Schematic of the looped dsDNA unfolding experiments for the case of (a) no pairing and (b) complete pairing. The construct is built from 50 kb λ-phage dsDNA ligated at the end to a 10 kb homologous fragment (for details see the main text). Here, the red lines represent the part of dsDNA which is not identical in sequence to the 10 kb fragment. The two 10 kb sequences which are identical to each other are shown in green to yellow shading to indicate which way the two sequences run (the yellow indicating the end sequence of the λ-phage DNA). When the constructs are fully extended the two homologous pieces run in opposite directions, but when folded any paired tracts will run in the same direction. Shown in (b) is a coil–expected form for the DNA – where the magnification shows that, where pairing occurs, two sections may align so that their identical sequences read in the same direction. (c) Is a representative result showing the extension versus force curves (decreasing force only) in 150 mM NaCl–PBS at 25°C for a dsDNA construct (solid) and a control curve for a 60 kb dsDNA in the same ionic conditions (dashed). The y-axis is normalized to L19, the measured extension of the controls at 19 pN. Further experimental data curves for different ionic conditions are given in the electronic supplementary material, S1. (d) The solid line shows the difference between the two curves (here, defined as the extension of the construct minus the experimentally measured control) shown in (c), multiplied by L19, resulting in negative values since the extension of the paired dsDNA is shorter than the 60 kb control. The dotted line shows the standard deviation for 25 controls. At forces less than 2 pN, the constructs containing homologous regions show significant variation, but even at 5 pN the difference between the constructs and controls is more than 10 times the standard deviation in the controls. The results indicate a significant interaction between identical DNA tracts, which affects the extension–force curve even when the applied force exceeds 10 pN. Experiments for higher temperatures (37°C and 40°C) have also been performed that are not shown here; they demonstrate qualitatively similar effect of ‘homology recognition’; the data for these temperatures are treated in the electronic supplementary material, S5. (Online version in colour.)

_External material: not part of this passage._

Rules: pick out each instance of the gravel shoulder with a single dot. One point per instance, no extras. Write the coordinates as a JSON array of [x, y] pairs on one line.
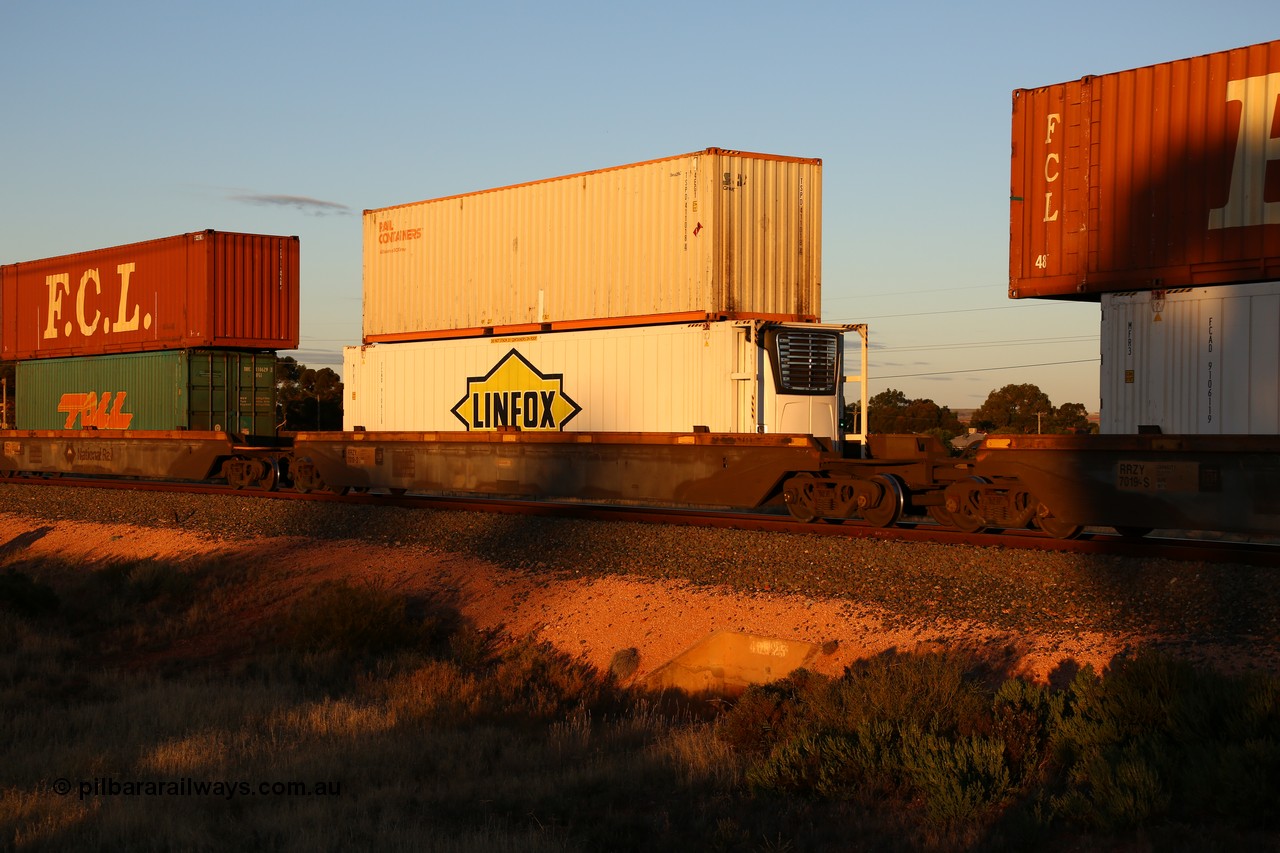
[[597, 588]]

A new study provides more evidence that identical sections of DNA can match up with each other without the help of other molecules. Genes are regularly damaged and need to be repaired. During one repair process, called homologous recombination, a damaged, broken gene is replaced with the same gene of a spare intact DNA copy. Errors due to wapping ‘wrong’ genes lead to various genetic disorders, such as the condition progeria that causes rapid aging.

As well as repairing genes, homologous recombination is crucial in reproduction and evolution, as it allows genes that we get from each parent to be shuffled together. So-called recombination proteins do the copying and replacement of genes in this process. While proteins are responsible for the recombination process, it was not known how homologous genes find each other beforehand. There are more than 20,000 genes in human DNA coiled in up into chromosomes, so finding the homologous gene on a different DNA strand is no easy task.

Previous experiments found DNA molecules with the same genetic code are able to find their matches without outside help – no proteins etc to guide them towards each other. Those experiments showed that two sets of relatively short identical double-stranded DNA fragments, randomly mixed in a solution, would spontaneously group together with those of the same type. A later study by researchers at Harvard University found further evidence for pairing of longer homologous double-stranded DNA.

Now, in a new joint Harvard and Imperial study the team present evidence of the attraction between long identical DNA sections within a single molecule. The Harvard team anchored one end of a dsDNA to the bottom of a very small container of solution, and attached a magnetic bead to the other end. This allowed them to manipulate the molecule and pull it straight using a magnet.

They constructed dsDNA molecules with long sections carrying the same genetic code next to each other and running in opposite directions – head-to-head – and compared their behaviour to DNA without identical sections. In pulling the magnetic bead away from the bottom of the container at a fixed force, molecules with matching sections folded in on themselves and formed a loop, thereby pairing identical genes.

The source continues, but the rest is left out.